The Conficker worm continues to be one of the most prevalent threats facing PCs running Windows, according to a new security report published by Microsoft.
For the first six months of the year, Microsoft found that more than 5 million computers were infected with Conficker, according to its latest Security Intelligence Report.
Conficker spreads either by exploiting a vulnerability in the Microsoft Windows Server service, through infected removable media or brute-forcing weak passwords on other PCs.
Conficker alarmed Microsoft so much when it appeared that Microsoft issued an emergency patch in October 2008 for the software vulnerability that allowed it to spread rapidly.
The worm is still circulating, mainly in enterprises, said Vinny Gullotto, general manager of the Microsoft Malware Protection Center. Due to its password-cracking ability, if Conficker gets on one PC in a company, it can often then rapidly spread.
Microsoft collects data on infections from its free security products such as Windows Defender, the Malicious Software Removal Tool (MSRT), Security Essentials as well as ones the company sells.
Another worm — called Taterf — took the number two spot for the most infections at 4.9 million. Taterf steals authentication and account information for massively multiplayer online games such as World of Warcraft and Lineage, among others, and spreads through infected drives such as a USB stick or an infected network drive.
Microsoft did see a decline of machines infected with Zlob, a notorious Trojan horse that spread by tricking people into believing it was actually a media codec, which is software used to encode and decode audio or video.
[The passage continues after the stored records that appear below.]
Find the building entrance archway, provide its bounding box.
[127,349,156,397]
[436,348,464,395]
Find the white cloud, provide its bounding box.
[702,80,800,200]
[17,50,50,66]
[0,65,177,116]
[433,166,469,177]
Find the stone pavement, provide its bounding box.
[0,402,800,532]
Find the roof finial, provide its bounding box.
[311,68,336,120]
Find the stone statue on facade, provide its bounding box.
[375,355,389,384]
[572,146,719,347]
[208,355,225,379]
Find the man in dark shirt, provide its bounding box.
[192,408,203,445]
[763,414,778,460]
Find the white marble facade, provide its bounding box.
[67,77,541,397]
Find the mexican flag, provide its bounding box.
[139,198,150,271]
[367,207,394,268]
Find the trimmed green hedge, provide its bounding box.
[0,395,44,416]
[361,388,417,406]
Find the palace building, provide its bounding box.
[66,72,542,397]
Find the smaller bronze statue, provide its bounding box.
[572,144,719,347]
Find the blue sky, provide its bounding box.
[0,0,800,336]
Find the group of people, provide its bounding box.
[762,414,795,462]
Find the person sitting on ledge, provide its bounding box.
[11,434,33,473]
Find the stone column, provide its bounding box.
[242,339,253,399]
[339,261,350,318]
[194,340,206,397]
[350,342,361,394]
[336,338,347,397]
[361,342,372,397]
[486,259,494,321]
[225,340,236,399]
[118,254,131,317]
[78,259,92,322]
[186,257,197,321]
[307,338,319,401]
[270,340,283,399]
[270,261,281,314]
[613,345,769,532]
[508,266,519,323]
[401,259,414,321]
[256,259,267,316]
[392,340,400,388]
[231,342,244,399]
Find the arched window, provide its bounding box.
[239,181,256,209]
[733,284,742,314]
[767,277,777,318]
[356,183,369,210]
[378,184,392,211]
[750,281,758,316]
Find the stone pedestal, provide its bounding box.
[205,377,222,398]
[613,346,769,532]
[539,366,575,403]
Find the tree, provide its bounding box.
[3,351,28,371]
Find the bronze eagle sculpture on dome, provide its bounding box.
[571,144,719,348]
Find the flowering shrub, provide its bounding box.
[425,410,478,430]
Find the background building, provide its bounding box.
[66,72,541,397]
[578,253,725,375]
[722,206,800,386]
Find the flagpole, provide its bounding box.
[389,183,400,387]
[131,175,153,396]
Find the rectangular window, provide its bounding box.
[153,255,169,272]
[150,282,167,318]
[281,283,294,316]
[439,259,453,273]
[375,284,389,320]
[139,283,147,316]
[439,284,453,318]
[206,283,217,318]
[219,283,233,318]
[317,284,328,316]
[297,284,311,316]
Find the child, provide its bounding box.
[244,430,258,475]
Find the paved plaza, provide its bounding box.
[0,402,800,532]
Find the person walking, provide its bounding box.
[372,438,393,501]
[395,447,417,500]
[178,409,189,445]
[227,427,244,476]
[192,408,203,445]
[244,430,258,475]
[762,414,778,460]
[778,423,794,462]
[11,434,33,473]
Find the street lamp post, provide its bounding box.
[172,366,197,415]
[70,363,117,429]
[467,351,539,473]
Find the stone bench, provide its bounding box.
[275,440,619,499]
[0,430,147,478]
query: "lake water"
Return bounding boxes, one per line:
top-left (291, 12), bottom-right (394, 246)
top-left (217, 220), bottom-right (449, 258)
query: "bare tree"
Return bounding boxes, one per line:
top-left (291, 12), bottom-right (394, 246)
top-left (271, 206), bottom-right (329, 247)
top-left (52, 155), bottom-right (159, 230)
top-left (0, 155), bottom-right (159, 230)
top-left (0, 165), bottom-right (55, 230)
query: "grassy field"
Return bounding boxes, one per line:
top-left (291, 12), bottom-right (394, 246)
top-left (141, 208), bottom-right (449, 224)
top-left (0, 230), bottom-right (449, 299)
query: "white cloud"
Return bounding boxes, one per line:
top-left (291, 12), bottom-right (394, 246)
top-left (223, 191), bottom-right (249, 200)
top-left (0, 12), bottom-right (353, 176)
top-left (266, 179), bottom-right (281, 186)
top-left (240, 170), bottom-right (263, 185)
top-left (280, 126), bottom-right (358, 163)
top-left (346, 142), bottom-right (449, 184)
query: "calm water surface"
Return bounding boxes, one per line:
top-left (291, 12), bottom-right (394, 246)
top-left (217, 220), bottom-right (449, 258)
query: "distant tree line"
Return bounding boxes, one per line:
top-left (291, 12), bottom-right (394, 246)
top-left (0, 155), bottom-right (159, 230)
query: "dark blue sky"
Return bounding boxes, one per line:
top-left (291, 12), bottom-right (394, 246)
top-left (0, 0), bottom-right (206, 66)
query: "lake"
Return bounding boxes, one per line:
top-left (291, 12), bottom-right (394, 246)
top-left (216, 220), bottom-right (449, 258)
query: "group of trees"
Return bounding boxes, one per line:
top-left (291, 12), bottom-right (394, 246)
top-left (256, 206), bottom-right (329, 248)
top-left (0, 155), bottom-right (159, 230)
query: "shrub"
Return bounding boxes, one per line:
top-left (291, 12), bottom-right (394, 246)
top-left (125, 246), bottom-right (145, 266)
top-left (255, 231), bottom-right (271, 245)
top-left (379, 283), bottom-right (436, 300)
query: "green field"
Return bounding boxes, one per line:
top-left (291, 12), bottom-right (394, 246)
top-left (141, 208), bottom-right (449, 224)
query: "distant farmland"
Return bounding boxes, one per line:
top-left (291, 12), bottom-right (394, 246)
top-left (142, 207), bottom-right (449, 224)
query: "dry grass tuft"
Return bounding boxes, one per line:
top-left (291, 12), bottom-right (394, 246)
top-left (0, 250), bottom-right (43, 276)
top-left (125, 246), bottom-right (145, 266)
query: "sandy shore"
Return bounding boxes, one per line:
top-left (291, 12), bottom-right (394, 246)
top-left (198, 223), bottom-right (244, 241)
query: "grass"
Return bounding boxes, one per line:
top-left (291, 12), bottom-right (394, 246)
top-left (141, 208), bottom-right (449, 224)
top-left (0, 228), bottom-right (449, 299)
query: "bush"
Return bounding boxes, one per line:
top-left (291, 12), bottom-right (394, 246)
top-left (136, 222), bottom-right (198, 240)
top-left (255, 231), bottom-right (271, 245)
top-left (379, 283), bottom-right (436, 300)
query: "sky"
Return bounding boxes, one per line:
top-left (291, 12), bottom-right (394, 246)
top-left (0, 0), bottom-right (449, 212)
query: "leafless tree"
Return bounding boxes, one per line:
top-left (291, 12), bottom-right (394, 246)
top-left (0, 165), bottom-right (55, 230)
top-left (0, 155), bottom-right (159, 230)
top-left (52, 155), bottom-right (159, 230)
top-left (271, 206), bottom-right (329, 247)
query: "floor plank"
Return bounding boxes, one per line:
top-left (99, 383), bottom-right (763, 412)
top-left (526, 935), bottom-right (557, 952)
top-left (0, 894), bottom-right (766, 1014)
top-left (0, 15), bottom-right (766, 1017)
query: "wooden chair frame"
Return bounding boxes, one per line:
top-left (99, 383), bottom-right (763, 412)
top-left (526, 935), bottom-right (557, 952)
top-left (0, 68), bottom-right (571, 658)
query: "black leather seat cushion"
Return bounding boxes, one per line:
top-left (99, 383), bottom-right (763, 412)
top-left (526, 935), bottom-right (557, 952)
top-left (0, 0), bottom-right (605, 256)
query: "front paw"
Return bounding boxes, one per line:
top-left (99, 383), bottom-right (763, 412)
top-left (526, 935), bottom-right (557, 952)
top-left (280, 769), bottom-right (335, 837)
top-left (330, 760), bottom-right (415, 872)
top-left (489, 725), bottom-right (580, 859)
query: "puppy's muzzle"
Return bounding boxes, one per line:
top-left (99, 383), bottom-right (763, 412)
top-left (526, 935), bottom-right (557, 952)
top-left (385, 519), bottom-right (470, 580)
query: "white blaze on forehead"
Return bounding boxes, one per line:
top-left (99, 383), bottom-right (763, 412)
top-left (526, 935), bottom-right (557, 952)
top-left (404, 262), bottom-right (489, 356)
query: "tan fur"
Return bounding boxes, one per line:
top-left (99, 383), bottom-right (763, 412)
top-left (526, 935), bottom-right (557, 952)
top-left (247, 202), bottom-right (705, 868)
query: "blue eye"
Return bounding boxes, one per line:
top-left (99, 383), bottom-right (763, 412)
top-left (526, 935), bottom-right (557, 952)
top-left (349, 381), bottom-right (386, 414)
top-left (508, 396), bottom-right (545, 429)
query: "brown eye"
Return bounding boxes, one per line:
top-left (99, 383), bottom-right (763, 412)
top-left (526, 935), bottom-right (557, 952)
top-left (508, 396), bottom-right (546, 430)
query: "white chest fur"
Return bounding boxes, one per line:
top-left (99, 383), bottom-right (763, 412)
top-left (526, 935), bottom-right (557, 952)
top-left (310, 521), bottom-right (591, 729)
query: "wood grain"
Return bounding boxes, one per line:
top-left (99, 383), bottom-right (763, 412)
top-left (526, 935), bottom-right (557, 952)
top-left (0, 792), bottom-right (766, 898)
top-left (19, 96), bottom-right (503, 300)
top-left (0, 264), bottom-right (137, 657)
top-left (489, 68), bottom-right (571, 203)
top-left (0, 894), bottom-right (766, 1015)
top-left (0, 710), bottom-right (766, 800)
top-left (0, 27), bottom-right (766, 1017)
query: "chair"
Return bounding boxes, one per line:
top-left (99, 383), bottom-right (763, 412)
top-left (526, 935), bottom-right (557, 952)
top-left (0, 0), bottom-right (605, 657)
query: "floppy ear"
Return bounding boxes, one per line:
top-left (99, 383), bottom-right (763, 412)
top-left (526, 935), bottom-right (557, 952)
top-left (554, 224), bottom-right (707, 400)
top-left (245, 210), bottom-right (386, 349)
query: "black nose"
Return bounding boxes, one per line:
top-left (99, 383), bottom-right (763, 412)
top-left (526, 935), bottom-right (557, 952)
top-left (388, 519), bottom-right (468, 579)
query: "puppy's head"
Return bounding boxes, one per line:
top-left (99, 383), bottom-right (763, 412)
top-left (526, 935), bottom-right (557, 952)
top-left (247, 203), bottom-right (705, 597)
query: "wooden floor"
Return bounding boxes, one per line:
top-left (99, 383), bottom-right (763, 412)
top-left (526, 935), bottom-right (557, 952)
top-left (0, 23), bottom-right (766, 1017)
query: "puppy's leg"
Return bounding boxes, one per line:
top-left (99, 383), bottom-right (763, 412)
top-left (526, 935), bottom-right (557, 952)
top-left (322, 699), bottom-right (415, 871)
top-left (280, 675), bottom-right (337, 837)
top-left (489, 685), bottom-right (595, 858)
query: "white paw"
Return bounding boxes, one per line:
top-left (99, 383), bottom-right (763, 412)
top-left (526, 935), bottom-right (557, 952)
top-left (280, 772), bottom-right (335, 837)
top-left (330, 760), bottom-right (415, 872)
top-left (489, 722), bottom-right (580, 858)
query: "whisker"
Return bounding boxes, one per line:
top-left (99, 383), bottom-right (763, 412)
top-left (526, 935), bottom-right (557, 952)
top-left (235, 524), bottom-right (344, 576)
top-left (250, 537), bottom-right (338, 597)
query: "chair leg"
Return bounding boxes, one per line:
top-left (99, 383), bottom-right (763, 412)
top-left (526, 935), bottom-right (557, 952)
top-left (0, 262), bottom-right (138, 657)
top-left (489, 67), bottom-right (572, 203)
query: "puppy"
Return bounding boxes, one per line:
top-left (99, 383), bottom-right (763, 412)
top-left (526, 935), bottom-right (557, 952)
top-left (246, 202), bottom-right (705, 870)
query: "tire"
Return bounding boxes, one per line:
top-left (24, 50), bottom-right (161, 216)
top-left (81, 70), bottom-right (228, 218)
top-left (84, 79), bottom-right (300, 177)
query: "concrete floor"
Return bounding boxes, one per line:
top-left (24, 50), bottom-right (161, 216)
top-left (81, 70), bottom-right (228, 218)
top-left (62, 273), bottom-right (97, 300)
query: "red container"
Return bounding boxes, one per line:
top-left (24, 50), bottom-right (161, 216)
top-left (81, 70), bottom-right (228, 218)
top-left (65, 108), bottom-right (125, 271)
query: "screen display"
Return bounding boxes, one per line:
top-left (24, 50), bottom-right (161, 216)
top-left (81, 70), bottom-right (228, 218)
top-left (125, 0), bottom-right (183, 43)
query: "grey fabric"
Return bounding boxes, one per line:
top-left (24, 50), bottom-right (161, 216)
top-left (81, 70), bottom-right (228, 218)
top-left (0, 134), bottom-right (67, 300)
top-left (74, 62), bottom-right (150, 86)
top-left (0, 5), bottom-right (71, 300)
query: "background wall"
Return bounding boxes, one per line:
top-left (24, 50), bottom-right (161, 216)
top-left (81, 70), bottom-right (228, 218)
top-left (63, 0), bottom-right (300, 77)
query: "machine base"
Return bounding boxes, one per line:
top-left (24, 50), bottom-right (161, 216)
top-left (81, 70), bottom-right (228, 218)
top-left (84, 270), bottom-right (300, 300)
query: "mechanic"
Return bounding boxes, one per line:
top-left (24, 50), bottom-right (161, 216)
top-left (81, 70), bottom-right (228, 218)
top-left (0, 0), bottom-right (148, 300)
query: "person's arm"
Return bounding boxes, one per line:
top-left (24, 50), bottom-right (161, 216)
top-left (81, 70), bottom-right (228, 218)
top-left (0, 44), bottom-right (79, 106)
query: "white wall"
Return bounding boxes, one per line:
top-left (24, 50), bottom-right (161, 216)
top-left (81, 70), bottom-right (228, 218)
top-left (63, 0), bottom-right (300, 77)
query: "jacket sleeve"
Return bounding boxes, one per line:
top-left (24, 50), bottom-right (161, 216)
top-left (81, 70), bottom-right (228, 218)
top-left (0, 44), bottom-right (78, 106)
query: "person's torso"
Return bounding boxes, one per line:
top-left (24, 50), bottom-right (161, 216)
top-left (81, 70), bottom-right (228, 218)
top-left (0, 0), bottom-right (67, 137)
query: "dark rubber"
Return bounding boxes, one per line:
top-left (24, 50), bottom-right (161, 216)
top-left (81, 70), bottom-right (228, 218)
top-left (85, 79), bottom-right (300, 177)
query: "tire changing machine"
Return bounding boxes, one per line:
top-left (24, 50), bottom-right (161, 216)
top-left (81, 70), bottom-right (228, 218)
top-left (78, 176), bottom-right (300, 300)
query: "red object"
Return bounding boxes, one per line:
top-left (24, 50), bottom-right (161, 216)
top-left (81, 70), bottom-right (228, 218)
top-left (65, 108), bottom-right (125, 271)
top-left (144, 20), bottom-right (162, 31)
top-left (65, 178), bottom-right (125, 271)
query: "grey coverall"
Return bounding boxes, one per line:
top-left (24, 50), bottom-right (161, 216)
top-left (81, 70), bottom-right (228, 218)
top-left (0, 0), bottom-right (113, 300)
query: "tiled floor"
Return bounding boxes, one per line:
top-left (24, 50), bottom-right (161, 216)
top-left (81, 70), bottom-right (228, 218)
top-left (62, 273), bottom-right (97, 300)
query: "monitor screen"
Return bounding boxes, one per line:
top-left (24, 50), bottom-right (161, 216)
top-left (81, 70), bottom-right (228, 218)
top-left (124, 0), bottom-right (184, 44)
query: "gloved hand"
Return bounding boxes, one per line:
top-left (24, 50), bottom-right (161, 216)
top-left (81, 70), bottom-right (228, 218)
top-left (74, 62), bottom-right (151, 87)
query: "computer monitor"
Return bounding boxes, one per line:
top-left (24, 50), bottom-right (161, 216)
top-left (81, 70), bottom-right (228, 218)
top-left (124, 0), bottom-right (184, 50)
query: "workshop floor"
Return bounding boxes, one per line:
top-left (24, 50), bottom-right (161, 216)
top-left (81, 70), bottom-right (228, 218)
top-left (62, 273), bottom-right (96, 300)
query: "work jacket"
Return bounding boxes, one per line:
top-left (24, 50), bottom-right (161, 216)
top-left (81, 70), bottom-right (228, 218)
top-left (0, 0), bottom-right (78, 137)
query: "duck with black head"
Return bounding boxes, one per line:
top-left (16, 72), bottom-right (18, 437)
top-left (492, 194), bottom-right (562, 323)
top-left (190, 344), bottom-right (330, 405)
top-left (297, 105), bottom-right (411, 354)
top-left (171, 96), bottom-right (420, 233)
Microsoft’s free tools such as MSRT will remove Zlob. For the first half of the year, Microsoft saw only 2.3 million infections, dropping drastically from the 21.1 million infections the company counted for the same period a year prior.
Gullotto said that Microsoft received an e-mail from the supposed creators of Zlob saying that they were now “closing soon.” The e-mail, in broken English allegedly from “Russia,” complimented Microsoft on responding quickly to the threats.
But it’s just a small victory, as there are plenty of other security problems. Fake antivirus programs are among those.
The programs, which look like legitimate security software but do not work, badger people with pop-up menus saying their computer is infected. The annoying messages only subside after buying the software for as much as $60.
Microsoft continues to add detection for new families of rogue antivirus software in products such as Windows Defender and the MSRT, Gullotto said. Fewer PCs were found to have been infected in the latest reporting period: 13.7 million versus 16.8 million computers for the second half of 2008.